Umutlar ağlıyordu özgürlüğün peşinden,
Yürek sesi suskun ve tutukluydu bakışları.
Umudun tebessümü kışa dönüyordu,
İsyanın, bir yakarışın var oluşuydu bunlar…
Avucundaydı toprağa ekeceği sevgi tohumları.

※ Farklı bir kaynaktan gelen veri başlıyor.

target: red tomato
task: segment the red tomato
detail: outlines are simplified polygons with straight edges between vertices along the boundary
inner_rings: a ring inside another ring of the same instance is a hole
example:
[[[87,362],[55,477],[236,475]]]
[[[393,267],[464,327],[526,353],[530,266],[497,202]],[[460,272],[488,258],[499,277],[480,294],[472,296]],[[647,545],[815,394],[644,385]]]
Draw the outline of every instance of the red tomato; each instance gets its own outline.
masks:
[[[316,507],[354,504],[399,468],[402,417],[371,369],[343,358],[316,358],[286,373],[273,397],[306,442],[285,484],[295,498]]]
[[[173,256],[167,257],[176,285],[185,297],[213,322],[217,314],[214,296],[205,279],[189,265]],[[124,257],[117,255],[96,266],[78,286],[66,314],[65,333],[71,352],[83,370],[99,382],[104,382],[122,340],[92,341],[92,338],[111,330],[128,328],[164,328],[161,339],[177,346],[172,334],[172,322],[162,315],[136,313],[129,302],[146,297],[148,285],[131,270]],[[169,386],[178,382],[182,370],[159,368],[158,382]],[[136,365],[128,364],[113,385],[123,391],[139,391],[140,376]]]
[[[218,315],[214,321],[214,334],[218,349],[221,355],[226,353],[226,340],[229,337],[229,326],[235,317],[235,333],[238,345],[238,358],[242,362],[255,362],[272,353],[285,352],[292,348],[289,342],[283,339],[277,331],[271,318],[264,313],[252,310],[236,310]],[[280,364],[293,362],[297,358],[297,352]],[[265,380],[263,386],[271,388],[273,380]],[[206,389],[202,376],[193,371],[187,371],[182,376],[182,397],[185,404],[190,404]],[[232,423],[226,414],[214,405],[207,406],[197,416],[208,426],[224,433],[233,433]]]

Yakında güneş doğacaktı, bekliyordu geleceği,
Döküldü demir parmaklıklara umut tohumları.
Elinde kalan içindeki isyanın gürültüleriydi…
Gece ve gündüzün şimdi kaybolduğu zamanda,
Küf kokan duvarlara bakıyordu dalgın gözleri.
Haykırmak geçiyordu içinden, bir soluktu istediği,
Sürgünlere baş eğmiş,özgürlüğün hayalleriyle…
Kalemi elinde şiir yazıyordu geleceğin sesine,
Duyacaktı binlerce uçmak isteyen güvercinler.
Kör olan gözlerin ışığını yakacaktı yarınlara.
Özgürlüğün sesi olacaktı kilit vurulmuş yüreklere…
Demir kapılar çarpıyor yüzüne birer birer.
Kayboluşların çığlığı isyanıyla bekliyordu.